From our standard the “beings” would have been considered revolting. They stood eight feet in height and were covered in scales; but despite this hideous physical vestment the brains of the Nalofixians were superbly developed. They were lords of their world and, indeed, of their entire System. Long since they had subjected the lesser intelligences of the neighbouring planets and were content now to pursue their scientific achievements until the end of Time. Nor was this impossible of realisation for Nalofix was a world which prevented age ever appearing on a living body. To be an inhabitant of Nalofix was also to be eternal.
Kasmus, ruler of the planet by virtue of being the cleverest scientist, had spent his ageless life trying to discover just why Nalofix set time at zero—and, so far, had not been very successful.
“Not that it really signifies,” he commented one day, whilst in the midst of his everlasting experiments. “Perhaps it is foolish to question where a gift comes from—it is better to accept it far what it is.”
“That is the way of the unlearned, Master. Science always questions. It cannot progress otherwise.”

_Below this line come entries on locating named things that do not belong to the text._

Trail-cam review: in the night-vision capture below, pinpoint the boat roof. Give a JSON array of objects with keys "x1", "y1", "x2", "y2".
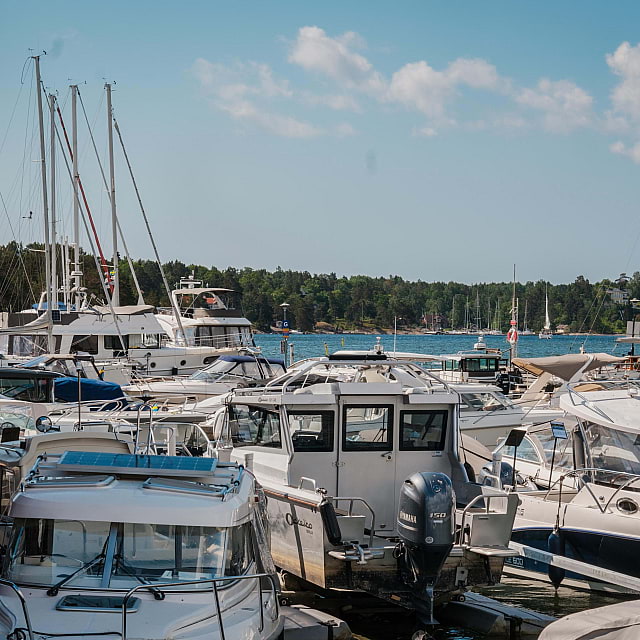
[
  {"x1": 560, "y1": 385, "x2": 640, "y2": 434},
  {"x1": 0, "y1": 367, "x2": 63, "y2": 380},
  {"x1": 216, "y1": 356, "x2": 284, "y2": 366},
  {"x1": 9, "y1": 450, "x2": 253, "y2": 527},
  {"x1": 513, "y1": 353, "x2": 625, "y2": 380},
  {"x1": 171, "y1": 287, "x2": 234, "y2": 296}
]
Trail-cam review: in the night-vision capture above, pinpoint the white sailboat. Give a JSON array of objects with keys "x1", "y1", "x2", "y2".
[{"x1": 538, "y1": 286, "x2": 553, "y2": 340}]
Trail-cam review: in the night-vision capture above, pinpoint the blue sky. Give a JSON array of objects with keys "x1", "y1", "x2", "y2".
[{"x1": 0, "y1": 0, "x2": 640, "y2": 283}]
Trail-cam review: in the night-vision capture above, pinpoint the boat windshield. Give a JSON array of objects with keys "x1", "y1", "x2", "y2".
[
  {"x1": 460, "y1": 391, "x2": 513, "y2": 411},
  {"x1": 582, "y1": 421, "x2": 640, "y2": 480},
  {"x1": 5, "y1": 518, "x2": 254, "y2": 589}
]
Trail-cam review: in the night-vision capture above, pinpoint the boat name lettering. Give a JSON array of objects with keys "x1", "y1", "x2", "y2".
[{"x1": 284, "y1": 513, "x2": 313, "y2": 531}]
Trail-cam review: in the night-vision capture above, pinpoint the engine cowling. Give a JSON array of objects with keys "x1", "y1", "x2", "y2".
[{"x1": 397, "y1": 472, "x2": 456, "y2": 585}]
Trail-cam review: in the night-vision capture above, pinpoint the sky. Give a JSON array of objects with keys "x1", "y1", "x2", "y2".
[{"x1": 0, "y1": 0, "x2": 640, "y2": 283}]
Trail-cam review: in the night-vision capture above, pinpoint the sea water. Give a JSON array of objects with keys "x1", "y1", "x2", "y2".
[
  {"x1": 255, "y1": 333, "x2": 624, "y2": 360},
  {"x1": 255, "y1": 334, "x2": 640, "y2": 640}
]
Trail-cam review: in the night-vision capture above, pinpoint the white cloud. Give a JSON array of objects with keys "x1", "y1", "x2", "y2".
[
  {"x1": 193, "y1": 58, "x2": 324, "y2": 138},
  {"x1": 300, "y1": 91, "x2": 362, "y2": 113},
  {"x1": 411, "y1": 127, "x2": 438, "y2": 138},
  {"x1": 289, "y1": 27, "x2": 385, "y2": 94},
  {"x1": 606, "y1": 42, "x2": 640, "y2": 122},
  {"x1": 609, "y1": 141, "x2": 640, "y2": 164},
  {"x1": 515, "y1": 78, "x2": 593, "y2": 133}
]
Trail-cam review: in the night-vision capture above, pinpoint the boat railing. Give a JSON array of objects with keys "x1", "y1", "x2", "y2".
[
  {"x1": 544, "y1": 467, "x2": 640, "y2": 513},
  {"x1": 121, "y1": 573, "x2": 279, "y2": 640},
  {"x1": 332, "y1": 496, "x2": 376, "y2": 548},
  {"x1": 459, "y1": 487, "x2": 509, "y2": 544},
  {"x1": 0, "y1": 578, "x2": 34, "y2": 640}
]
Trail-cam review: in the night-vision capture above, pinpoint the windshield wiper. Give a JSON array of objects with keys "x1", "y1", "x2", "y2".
[
  {"x1": 113, "y1": 554, "x2": 165, "y2": 600},
  {"x1": 47, "y1": 549, "x2": 105, "y2": 596}
]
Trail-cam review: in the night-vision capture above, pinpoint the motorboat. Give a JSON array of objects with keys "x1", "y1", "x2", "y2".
[
  {"x1": 203, "y1": 352, "x2": 518, "y2": 623},
  {"x1": 451, "y1": 382, "x2": 564, "y2": 449},
  {"x1": 155, "y1": 274, "x2": 255, "y2": 356},
  {"x1": 498, "y1": 382, "x2": 640, "y2": 591},
  {"x1": 123, "y1": 354, "x2": 285, "y2": 402},
  {"x1": 538, "y1": 600, "x2": 640, "y2": 640},
  {"x1": 0, "y1": 450, "x2": 284, "y2": 640}
]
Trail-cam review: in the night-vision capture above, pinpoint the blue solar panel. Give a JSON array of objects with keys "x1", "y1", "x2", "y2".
[{"x1": 58, "y1": 451, "x2": 218, "y2": 476}]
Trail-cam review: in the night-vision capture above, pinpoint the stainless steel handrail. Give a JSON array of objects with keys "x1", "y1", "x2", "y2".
[
  {"x1": 331, "y1": 496, "x2": 376, "y2": 547},
  {"x1": 460, "y1": 491, "x2": 509, "y2": 544},
  {"x1": 121, "y1": 573, "x2": 280, "y2": 640},
  {"x1": 0, "y1": 578, "x2": 33, "y2": 640}
]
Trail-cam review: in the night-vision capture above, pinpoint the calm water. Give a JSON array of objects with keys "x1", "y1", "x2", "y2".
[
  {"x1": 256, "y1": 334, "x2": 628, "y2": 640},
  {"x1": 256, "y1": 334, "x2": 629, "y2": 360}
]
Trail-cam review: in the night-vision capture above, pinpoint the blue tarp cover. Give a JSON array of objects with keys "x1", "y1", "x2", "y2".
[{"x1": 53, "y1": 378, "x2": 124, "y2": 402}]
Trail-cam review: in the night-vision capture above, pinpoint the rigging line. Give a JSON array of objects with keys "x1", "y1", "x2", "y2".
[
  {"x1": 55, "y1": 112, "x2": 125, "y2": 350},
  {"x1": 78, "y1": 89, "x2": 144, "y2": 302},
  {"x1": 56, "y1": 97, "x2": 113, "y2": 290},
  {"x1": 111, "y1": 113, "x2": 187, "y2": 347}
]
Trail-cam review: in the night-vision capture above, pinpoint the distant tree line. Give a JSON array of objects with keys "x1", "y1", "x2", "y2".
[{"x1": 0, "y1": 242, "x2": 640, "y2": 333}]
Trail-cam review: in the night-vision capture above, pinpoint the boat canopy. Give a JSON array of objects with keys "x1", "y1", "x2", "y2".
[
  {"x1": 171, "y1": 287, "x2": 233, "y2": 296},
  {"x1": 513, "y1": 353, "x2": 625, "y2": 380}
]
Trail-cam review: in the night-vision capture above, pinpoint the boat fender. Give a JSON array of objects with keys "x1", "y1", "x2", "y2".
[
  {"x1": 319, "y1": 500, "x2": 342, "y2": 547},
  {"x1": 547, "y1": 529, "x2": 566, "y2": 589}
]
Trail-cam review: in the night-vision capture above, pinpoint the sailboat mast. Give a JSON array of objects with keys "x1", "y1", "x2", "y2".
[
  {"x1": 33, "y1": 56, "x2": 54, "y2": 353},
  {"x1": 104, "y1": 82, "x2": 120, "y2": 307},
  {"x1": 49, "y1": 93, "x2": 58, "y2": 311},
  {"x1": 71, "y1": 84, "x2": 82, "y2": 311}
]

Kasmus was silent for a moment. He and Selda, his chief advisor, were in the main experimental laboratory of the planet, a mighty building set on a high eminence apart from the city. From here there was a commanding view of the peaceful skies and equally peaceful landscapes.
“Just the same,” Kasmus said presently, his voice quiet, “there must be a reason, and I shall never rest until I have found it.”
Selda shrugged and returned to work on the charts upon which he was engaged. Kasmus did not join him, instead he strolled out onto the balcony of the laboratory and stood in silence in the evening calm. Reptilian though he was in outline there was a certain majesty in his bearing. His immense intelligence somehow set at naught his incredible physique.
Selda glanced at him once with his huge faceted eyes, then his claw-like hands continued to press the buttons on the apparatus which was making mathematical calculations. Selda was not very conscious of what he was doing. Everything was so automatic on Nalofix. One machine did the work of a hundred men. None had any real need to think—unless they wanted to probe, as Kasmus did, into the infinite mysteries.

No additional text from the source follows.